Here’s how four Kolkata youngsters used their quarantine to fund mid-day meals for children

Anniversary special

author_img U.Roy Published :  25th December 2020 11:01 AM   |   Published :   |  25th December 2020 11:01 AM
cards

Personalised cards made for Paint A Meal

Gen-Z has been a step ahead in manoeuvring their way around this unpredictable year, be it with DIY self-care tutorials, virtual social clubs or something handier. Vidula Agarwal, along with her friends Aadya Bhartia, Saumya Bhartia and Vidhishree Agarwal have worked together on a series of stay-at-home pop-ups and virtual art room and market that brings homegrown labels under one platform to fund mid-day meals to children from welfare schools. “We are providing mid-day meals to NGOs which take care of underprivileged kids. The NGO-run schools shut down amid the lockdown obviously, so we are attempting to feed them nevertheless via creative means,” Vidula tells us. 

Lehar For Change or Paint A Meal is hosting several virtual pop-up style exhibits where they showcase products from local lifestyle, food and wellness labels.

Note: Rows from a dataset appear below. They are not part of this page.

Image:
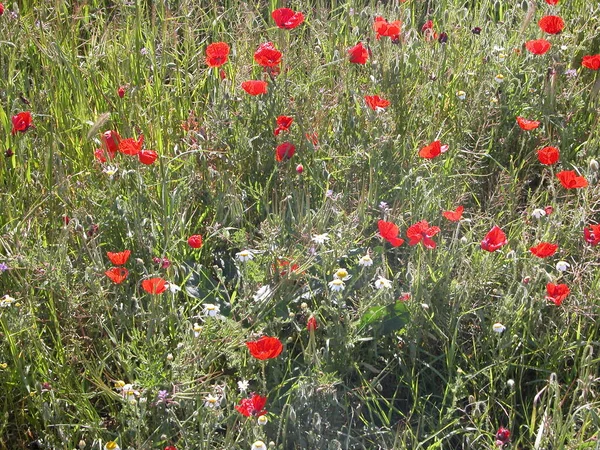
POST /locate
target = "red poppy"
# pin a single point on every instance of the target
(548, 155)
(526, 124)
(551, 24)
(267, 55)
(217, 54)
(502, 436)
(283, 124)
(384, 28)
(431, 151)
(544, 249)
(120, 258)
(286, 18)
(538, 47)
(110, 141)
(592, 235)
(117, 274)
(454, 216)
(130, 146)
(154, 285)
(358, 54)
(265, 348)
(147, 157)
(375, 102)
(591, 62)
(21, 122)
(557, 293)
(285, 151)
(422, 232)
(389, 231)
(255, 87)
(253, 406)
(195, 241)
(494, 240)
(570, 180)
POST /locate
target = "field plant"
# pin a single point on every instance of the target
(339, 225)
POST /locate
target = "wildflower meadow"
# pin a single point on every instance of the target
(294, 224)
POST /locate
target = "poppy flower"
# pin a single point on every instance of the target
(570, 180)
(154, 285)
(110, 141)
(422, 232)
(544, 249)
(431, 151)
(358, 54)
(311, 324)
(117, 274)
(120, 258)
(376, 103)
(147, 157)
(454, 216)
(195, 241)
(384, 28)
(389, 231)
(130, 146)
(494, 240)
(592, 235)
(253, 406)
(267, 55)
(21, 122)
(217, 54)
(526, 124)
(548, 155)
(538, 47)
(287, 18)
(255, 87)
(591, 62)
(285, 151)
(283, 124)
(265, 348)
(502, 436)
(551, 24)
(557, 293)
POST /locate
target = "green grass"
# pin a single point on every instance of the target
(377, 372)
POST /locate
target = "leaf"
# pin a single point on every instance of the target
(386, 319)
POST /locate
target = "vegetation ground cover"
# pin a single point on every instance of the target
(341, 225)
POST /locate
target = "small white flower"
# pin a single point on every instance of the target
(245, 255)
(212, 402)
(263, 293)
(498, 328)
(538, 213)
(6, 301)
(342, 274)
(320, 238)
(365, 261)
(211, 310)
(262, 420)
(337, 285)
(243, 385)
(382, 282)
(111, 445)
(259, 445)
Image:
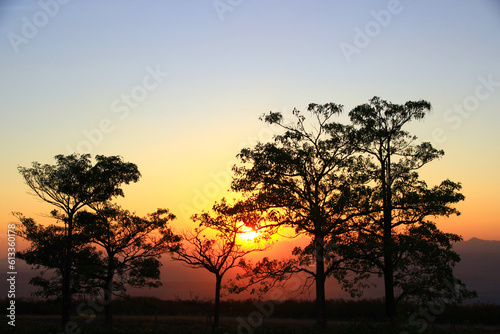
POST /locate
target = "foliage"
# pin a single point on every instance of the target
(222, 251)
(72, 183)
(307, 179)
(44, 254)
(396, 240)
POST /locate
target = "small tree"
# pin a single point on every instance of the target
(71, 184)
(223, 250)
(132, 248)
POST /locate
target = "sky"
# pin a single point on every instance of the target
(177, 87)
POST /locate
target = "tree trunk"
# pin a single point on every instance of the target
(388, 242)
(108, 298)
(66, 274)
(320, 282)
(218, 283)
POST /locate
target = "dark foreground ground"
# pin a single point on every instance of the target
(149, 315)
(195, 324)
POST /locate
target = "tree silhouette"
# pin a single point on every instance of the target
(44, 253)
(307, 179)
(218, 245)
(71, 184)
(395, 239)
(132, 247)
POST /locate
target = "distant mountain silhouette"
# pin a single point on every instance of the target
(480, 268)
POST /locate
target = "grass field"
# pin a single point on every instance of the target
(149, 315)
(31, 324)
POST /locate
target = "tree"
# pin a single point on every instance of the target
(395, 239)
(45, 254)
(132, 247)
(223, 250)
(71, 184)
(307, 179)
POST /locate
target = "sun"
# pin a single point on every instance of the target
(248, 234)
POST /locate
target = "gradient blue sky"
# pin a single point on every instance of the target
(224, 70)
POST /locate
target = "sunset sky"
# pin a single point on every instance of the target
(177, 87)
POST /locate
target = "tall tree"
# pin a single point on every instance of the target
(132, 247)
(44, 254)
(395, 238)
(218, 245)
(72, 183)
(307, 179)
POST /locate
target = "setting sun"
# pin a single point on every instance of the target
(248, 234)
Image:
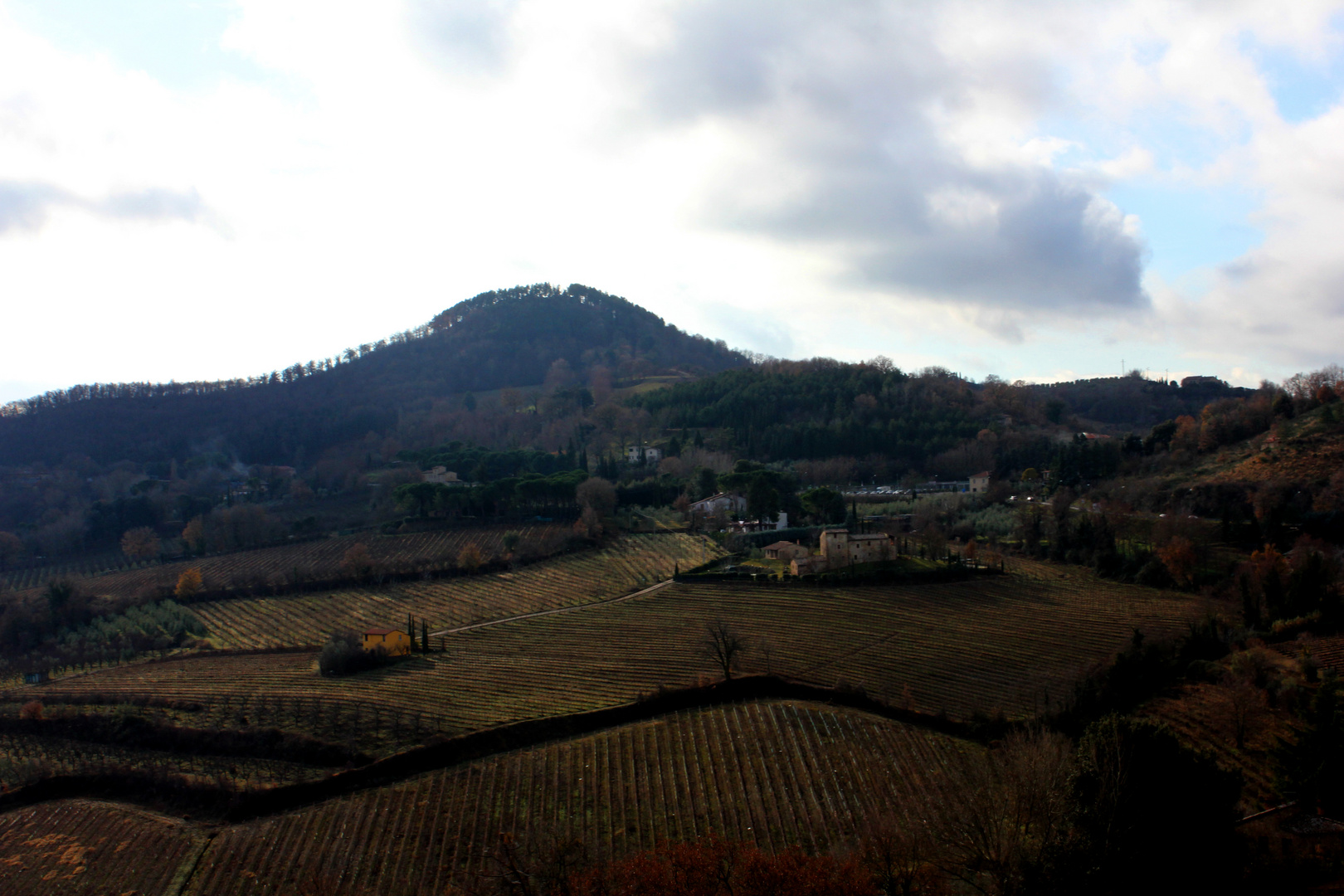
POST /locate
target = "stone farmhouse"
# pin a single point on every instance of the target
(786, 551)
(839, 550)
(730, 504)
(394, 641)
(643, 455)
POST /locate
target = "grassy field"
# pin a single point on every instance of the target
(771, 774)
(628, 564)
(85, 846)
(1011, 644)
(266, 568)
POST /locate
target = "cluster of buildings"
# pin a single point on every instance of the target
(838, 550)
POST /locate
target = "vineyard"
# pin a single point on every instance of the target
(84, 846)
(631, 563)
(1012, 644)
(280, 567)
(771, 774)
(24, 759)
(80, 567)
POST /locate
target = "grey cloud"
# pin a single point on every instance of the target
(23, 206)
(155, 204)
(26, 204)
(843, 108)
(465, 37)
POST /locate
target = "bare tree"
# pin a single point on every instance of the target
(1001, 815)
(723, 646)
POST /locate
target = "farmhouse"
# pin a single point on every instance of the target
(840, 548)
(394, 641)
(643, 455)
(786, 551)
(1289, 833)
(732, 504)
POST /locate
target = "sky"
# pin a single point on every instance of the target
(1045, 191)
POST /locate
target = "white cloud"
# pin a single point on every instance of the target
(933, 173)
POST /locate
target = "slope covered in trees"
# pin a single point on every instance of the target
(499, 338)
(799, 410)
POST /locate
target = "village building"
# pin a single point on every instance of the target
(786, 551)
(1291, 835)
(840, 548)
(730, 504)
(442, 476)
(643, 455)
(394, 641)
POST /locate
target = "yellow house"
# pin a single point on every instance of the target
(396, 642)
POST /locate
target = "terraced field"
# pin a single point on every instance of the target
(563, 582)
(771, 774)
(85, 846)
(24, 759)
(275, 567)
(1007, 644)
(1200, 716)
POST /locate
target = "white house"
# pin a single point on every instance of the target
(643, 455)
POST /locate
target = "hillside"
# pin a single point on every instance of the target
(494, 340)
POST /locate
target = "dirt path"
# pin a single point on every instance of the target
(557, 610)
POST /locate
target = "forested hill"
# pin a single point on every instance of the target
(494, 340)
(817, 409)
(1133, 402)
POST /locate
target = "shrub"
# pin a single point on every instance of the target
(344, 655)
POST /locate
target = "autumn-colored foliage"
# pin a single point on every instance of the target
(1179, 558)
(188, 585)
(714, 867)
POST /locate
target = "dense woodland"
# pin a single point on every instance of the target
(516, 338)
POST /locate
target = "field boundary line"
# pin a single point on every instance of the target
(555, 610)
(180, 880)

You can DM their Instagram page for catalogues before you make a purchase and all the proceeds collected will go to charity, specifically towards the mid-day meal initiative. “We started out on a small scale, with handmade cards and after a point we realized that people have stopped buying cards as much as they used to. So we shifted to food pop-ups with a line of home-made desserts and savouries, everything was made at the homes of two of our founders. We started getting a lot of requests from people who wanted to contribute food, and then we ventured into the lifestyle spectrum since everyone was so keen to help out,” Vidula shares. 

A food pop-up by Lehar for Change

The concept behind Paint A Meal is not just functional but also involves a multi-pronged approach. It basically outlines newer ways to maximise the convenience of the virtual market space. “It was quite organic and random, the way it happened, since we’re studying in the US (I’m studying finance in New York University), we were all in Kolkata since colleges stopped hosting classes and moved online. We basically wanted to do something with our time that would help people out,” Vidula remarks. 

For their September pop-up, for instance, the initiative brought together a local home kitchen called The Baker’s Box, lifestyle label Pottery By Aanupamaa G Jalan, creative labels like Letters By Ame and Art Room which offered everything from personalised lettering artwork, calligraphy services, online workshop, curated art parties and a lot more. Vidula’s last initiative Piece By Piece was also anchored by a practical, ingenious solution to help those in need. “We collected unused fabrics and scraps and we collaborated with an NGO which provides vocational courses to women and they stitched the pieces as part of their training,” we are told.